So again, hopeful optimism from the peri's office today. (A note, it took me several tries to type "optimism" because my fingers kept wanting to type o-t-i-s...)
I have no signs of new bleeding. Still a bit of blood in my uterus but a small amount that the doctor thinks will either come out as light spotting or will get reabsorbed as the baby gets bigger and "squishes" the blood out of his way.
Baby's heartbeat was strong, 160, and he was active, waving and kicking and flipping about.
We saw a new peri today, my regular doctor is on vacation. This guy was like your dad's best golfing buddy friend. Very friendly. Told me that if I was his daughter, he'd be feeling really relieved and really happy with these results today. I guess that is another one of those "I should hold on to his words" kind of statement. It's good for me to write them down, I know I will need to return to them in my moments of fear.
As I'm sure you can all understand, I am still wrought with lots of anxiety, lots of thoughts of doomsday and paralyzing fear...(not to mention the nastiest head cold, I am full of snot as well as full of anxiety)...I really wish I could just make it a point NOT to google because all I hear and read are worst case scenarios (even though there are so many out there that aren't, the only ones I remember are the worst), and that is NOT what my doctors are telling me. The doctors that have seen my uterus, my baby, along with many others, and are at the top of their game in doing what they do.
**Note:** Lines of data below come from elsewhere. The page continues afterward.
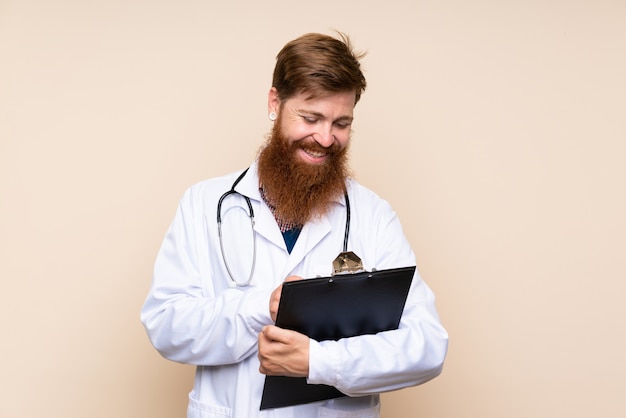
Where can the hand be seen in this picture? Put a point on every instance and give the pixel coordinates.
(275, 297)
(283, 352)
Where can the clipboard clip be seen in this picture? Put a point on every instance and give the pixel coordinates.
(347, 262)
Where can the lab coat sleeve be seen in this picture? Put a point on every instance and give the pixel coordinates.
(390, 360)
(184, 318)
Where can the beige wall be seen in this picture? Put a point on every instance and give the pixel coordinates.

This is a test of self-care, and I have to recognize that endless google searches to find "comfort" or "security" from others' experiences most often end up making me feel completely out of control, terrified, frozen.
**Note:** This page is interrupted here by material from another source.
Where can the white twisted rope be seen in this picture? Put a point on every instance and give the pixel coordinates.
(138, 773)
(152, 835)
But I have to turn towards the sunlight here. I have to. I have to acknowledge what is true right now. My baby's heart was beating strong at the doctor's appointment an hour ago. My baby had plenty of room and fluid in his sac an hour ago. My doctor could not see where there was damage to my placenta. My doctor feels very optimistic, very good. This is the second doctor I've seen that feels very hopeful and very optimistic that this is an insignificant blip in this pregnancy. I want this baby to grow strong and healthy. I want my uterus to heal, to hold this baby in love and security and health for the next 5 1/2 months. I want this baby to come home with us.